The narration of Abu Umama states that the Prophet (s) said: “Ask Allah for al-Firdaws for it is the center of Paradise, and in it is heard the groaning of the Throne (atît al-‘arsh).” Al-Hakim did not claim that it was sound (sahîh)and al-Dhahabi further stated that one of its sub-narrators, Ja‘far ibn al-Zubayr, was “destroyed” (hâlik) as a narrator; al-Tabarani’s chain also con­tains him as stated by al-Haythami in Majma‘ al-Zawa’id, who called him “fatally weak”(matrûk).

The narration of Abu Musa al-Ash‘ari states: “The kursî is the footstool and it groans like a new saddle.”[14] Its chain is weak (da‘îf) as stated by the editor of al-Bayhaqi’s al-Asma’ wa al-Sifat. Even if it were sound, is not traced back to the Prophet (s) but would be a mawqûf narra­tion halted at Abu Musa (r) furthermore it is cut up (munqati‘), as the Tâbi‘î who relates it, ‘Umara ibn ‘Umayr, did not meet Abu Musa al-Ash‘ari. Finally, the scholars of hadith agree that none of the narrations that mention the groaning is authentic.

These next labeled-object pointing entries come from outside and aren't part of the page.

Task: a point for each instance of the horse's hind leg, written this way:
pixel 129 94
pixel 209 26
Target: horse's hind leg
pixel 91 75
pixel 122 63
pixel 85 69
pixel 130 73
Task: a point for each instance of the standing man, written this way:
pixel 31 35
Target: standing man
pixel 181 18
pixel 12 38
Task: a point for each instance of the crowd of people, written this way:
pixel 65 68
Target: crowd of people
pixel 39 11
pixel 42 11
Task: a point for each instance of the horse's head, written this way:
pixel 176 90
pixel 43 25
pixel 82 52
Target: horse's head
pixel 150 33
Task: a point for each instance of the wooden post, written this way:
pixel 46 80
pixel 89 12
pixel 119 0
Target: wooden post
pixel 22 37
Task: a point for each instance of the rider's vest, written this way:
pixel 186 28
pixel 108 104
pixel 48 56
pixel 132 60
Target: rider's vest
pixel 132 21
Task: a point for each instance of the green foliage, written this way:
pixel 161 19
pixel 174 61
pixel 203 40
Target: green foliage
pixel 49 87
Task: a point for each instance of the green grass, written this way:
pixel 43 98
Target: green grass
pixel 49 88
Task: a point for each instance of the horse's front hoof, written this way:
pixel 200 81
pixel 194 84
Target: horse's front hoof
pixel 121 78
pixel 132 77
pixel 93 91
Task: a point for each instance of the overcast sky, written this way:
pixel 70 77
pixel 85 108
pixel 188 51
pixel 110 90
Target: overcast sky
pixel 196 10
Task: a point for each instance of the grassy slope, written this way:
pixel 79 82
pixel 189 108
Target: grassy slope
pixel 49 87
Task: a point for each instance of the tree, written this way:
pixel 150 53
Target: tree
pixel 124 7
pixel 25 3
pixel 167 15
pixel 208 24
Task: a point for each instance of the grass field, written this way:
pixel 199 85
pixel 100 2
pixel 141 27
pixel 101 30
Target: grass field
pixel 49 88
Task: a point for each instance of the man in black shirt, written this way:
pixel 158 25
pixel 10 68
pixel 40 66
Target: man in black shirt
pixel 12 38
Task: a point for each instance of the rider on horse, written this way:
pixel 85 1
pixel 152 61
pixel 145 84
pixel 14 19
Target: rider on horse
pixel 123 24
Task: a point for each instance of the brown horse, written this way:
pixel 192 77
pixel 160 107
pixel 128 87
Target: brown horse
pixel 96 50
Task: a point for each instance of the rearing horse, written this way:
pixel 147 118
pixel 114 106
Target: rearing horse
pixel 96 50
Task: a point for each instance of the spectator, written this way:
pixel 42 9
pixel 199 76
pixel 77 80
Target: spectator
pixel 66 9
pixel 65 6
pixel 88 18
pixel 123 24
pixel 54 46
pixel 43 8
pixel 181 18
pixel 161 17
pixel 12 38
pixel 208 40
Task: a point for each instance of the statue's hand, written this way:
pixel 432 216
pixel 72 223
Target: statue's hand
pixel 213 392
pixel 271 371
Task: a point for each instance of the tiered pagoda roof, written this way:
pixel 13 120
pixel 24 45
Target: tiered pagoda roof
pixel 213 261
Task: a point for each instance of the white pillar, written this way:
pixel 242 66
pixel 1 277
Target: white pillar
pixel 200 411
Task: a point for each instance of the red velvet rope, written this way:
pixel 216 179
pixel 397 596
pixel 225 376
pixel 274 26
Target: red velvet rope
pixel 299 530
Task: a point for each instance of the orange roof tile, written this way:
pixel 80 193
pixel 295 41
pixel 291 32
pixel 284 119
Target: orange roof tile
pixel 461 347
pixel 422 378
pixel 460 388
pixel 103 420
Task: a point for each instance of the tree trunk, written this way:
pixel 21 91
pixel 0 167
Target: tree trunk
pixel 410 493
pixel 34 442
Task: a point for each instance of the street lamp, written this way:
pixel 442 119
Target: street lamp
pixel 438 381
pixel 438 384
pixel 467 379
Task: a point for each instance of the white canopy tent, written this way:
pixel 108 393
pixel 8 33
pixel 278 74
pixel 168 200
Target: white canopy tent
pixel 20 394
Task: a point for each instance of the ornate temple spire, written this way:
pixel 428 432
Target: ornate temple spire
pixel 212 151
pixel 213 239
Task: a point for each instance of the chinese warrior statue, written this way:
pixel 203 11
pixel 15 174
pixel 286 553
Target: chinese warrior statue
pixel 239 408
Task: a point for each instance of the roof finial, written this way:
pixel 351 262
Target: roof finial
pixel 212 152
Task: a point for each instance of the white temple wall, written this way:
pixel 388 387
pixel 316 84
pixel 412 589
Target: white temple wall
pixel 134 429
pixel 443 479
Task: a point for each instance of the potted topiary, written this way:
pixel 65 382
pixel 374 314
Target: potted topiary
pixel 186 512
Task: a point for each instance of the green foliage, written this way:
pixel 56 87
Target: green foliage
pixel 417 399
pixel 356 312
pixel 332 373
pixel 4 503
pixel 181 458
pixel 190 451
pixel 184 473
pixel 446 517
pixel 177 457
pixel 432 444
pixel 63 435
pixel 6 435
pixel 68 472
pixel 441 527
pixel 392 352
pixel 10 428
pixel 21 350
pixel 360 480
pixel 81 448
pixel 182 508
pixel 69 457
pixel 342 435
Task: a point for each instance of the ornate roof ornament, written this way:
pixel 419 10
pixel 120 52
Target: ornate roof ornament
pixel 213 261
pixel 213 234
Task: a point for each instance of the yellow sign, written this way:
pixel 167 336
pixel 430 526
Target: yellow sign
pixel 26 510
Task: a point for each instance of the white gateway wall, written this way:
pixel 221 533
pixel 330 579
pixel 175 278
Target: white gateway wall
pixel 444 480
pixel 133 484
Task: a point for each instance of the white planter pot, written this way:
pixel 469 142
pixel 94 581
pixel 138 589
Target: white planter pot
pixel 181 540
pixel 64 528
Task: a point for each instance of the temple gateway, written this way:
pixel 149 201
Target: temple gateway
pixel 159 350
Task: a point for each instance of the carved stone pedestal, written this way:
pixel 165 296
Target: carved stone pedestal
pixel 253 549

The narration of ‘Umar states that a woman came to the Prophet (s) and said: “Supplicate Allah so that He cause me to enter Paradise.” The Prophet (s) then glorified Allah and said: “Verily, His Seat of Authority (kursî)encompasses the heavens and the earth, and it groans like the sound of the new saddle when one mounts it, due to the weight pressing down on it.” Al-Haythami’s claim that its sub-narrators are all trustworthy is incorrect, as the sub-narrator ‘Abd Allah ibn Khalifa is merely “acceptable” (maqbûl) according to Ibn Hajar, and Ma‘ruf and al-Arna’ut consider him majhûl al-hâl, which further weakens the narration.[15] This means that his narration is not retained except for the purpose of confirming an identical narra­tion with a stronger chain. Furthermore, Ibn Kathir stated there is doubt whether he actually nar­rated from ‘Umar and the hadith would then be narrated with a “cut-up” (munqati‘) chain.[16]

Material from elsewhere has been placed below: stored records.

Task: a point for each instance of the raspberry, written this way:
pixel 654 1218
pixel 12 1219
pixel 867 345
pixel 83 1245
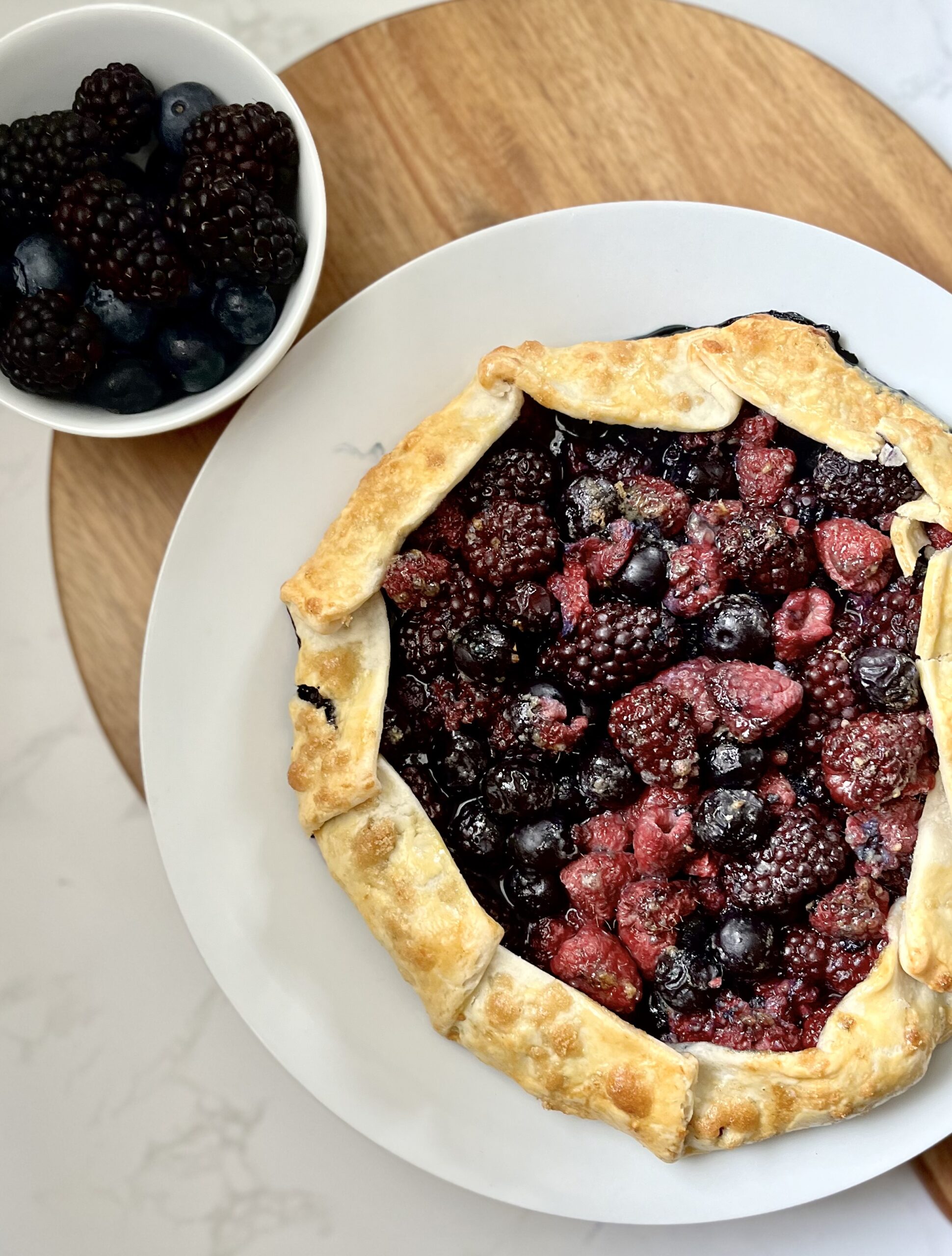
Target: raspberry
pixel 803 503
pixel 538 721
pixel 804 620
pixel 519 474
pixel 708 518
pixel 443 530
pixel 510 541
pixel 805 954
pixel 754 701
pixel 662 831
pixel 654 730
pixel 939 537
pixel 876 758
pixel 598 965
pixel 857 557
pixel 764 472
pixel 757 430
pixel 850 963
pixel 759 550
pixel 862 490
pixel 414 579
pixel 605 557
pixel 571 589
pixel 423 642
pixel 646 499
pixel 738 1024
pixel 805 855
pixel 613 645
pixel 547 936
pixel 655 906
pixel 854 910
pixel 776 792
pixel 690 681
pixel 608 832
pixel 594 883
pixel 696 579
pixel 892 618
pixel 816 1021
pixel 885 839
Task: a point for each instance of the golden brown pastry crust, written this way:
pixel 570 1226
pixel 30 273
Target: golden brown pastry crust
pixel 335 761
pixel 396 868
pixel 394 498
pixel 877 1043
pixel 558 1044
pixel 657 382
pixel 577 1057
pixel 926 940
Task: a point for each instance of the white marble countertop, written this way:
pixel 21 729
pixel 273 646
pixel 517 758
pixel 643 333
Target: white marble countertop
pixel 137 1112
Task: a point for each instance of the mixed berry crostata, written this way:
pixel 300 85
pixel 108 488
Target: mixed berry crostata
pixel 622 712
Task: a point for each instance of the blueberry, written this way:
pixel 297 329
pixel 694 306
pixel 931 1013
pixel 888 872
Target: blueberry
pixel 485 650
pixel 192 356
pixel 530 608
pixel 43 262
pixel 463 763
pixel 589 505
pixel 518 786
pixel 737 626
pixel 645 577
pixel 746 945
pixel 731 763
pixel 179 107
pixel 246 313
pixel 127 387
pixel 543 844
pixel 685 980
pixel 476 838
pixel 533 893
pixel 888 679
pixel 731 820
pixel 605 782
pixel 126 322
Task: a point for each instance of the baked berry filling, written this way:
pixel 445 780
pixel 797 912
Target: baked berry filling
pixel 659 695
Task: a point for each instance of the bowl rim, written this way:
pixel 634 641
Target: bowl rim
pixel 196 407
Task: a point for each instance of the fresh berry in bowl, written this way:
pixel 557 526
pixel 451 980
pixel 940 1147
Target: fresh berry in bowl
pixel 175 195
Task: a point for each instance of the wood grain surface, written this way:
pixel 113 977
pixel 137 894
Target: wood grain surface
pixel 452 118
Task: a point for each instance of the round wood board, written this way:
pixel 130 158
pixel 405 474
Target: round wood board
pixel 456 117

As for the text of the hadith itself (matn), it is considered by Ibn Kathir in his Tafsir (1:31, 2:14) as a “strange” or one-chained (gharîb) narration. Ibn Kathir also states that Abu Dawud’s narration from Jabir ibn Mut‘am is “stranger yet.”

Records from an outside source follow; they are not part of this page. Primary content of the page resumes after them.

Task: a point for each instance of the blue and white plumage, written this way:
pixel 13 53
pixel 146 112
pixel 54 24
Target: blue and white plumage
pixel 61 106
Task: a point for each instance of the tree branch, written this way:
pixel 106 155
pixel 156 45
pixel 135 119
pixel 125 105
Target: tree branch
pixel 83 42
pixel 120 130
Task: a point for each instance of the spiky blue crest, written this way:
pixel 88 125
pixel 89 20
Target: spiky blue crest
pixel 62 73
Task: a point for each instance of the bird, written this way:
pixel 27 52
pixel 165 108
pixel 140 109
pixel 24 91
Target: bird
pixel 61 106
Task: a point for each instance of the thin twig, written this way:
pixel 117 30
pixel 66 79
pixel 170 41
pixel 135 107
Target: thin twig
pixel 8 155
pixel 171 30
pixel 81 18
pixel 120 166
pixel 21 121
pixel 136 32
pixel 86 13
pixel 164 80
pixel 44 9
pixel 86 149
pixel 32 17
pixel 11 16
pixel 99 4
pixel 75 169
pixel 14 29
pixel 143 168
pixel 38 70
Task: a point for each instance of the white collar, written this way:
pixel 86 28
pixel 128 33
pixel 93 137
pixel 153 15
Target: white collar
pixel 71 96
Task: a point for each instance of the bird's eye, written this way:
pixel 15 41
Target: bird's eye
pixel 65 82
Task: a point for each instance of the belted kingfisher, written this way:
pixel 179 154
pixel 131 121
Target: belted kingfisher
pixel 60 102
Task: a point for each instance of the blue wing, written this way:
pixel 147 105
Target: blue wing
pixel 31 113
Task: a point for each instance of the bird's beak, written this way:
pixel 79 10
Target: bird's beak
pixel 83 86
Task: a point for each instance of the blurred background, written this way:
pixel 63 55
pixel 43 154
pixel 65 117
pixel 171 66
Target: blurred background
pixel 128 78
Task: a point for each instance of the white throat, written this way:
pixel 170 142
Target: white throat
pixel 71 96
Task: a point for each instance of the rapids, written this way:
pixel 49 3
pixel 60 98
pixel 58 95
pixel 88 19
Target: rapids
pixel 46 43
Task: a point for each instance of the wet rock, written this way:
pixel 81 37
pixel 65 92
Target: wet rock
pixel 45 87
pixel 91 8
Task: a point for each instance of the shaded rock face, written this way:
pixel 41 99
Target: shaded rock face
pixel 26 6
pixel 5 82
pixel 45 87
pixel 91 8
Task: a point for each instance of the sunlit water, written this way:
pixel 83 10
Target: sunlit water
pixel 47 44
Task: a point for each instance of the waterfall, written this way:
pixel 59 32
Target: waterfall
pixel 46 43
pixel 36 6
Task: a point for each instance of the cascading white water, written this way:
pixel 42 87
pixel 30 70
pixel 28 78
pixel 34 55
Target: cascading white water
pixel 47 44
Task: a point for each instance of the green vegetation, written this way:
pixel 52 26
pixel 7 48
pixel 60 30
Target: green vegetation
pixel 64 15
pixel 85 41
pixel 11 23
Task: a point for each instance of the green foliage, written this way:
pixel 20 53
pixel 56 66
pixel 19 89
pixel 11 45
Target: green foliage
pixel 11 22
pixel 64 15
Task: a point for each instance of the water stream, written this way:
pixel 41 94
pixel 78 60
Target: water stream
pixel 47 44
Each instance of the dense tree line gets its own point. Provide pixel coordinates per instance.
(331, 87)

The narration of Abu Dawud from Jubayr ibn Mut‘am, from his father, from his grandfather, states:

An Arab came to the Messenger of Allah (s) and said: “O Messenger of Allah, people are in distress, the children are hungry, the crops are withered, and the animals are perishing, so Ask Allah to grant us rain, for we seek you as our intercessor with Allah, and Allah as our intercessor with you.” The Prophet (s) said: “Woe to you! Do you know what you are saying?” Then the Prophet (s) glorified Allah and he went on until the effect of his speech showed on the faces of his Companions. He then said: “Woe to you! Allah is not to be sought as intercessor with anyone. His state is greater than that. Woe to you![17] Do you know the greatness of Allah? Truly, His Throne (‘arsh) is on His Heavens like this” – and he formed with his fingers something like a dome over him – “and it groans on account of Him like a saddle groans because of its rider.” Ibn Bashshar added in his version: “Allah (swt) is above His Throne, and His Throne is above His Heavens.”[18]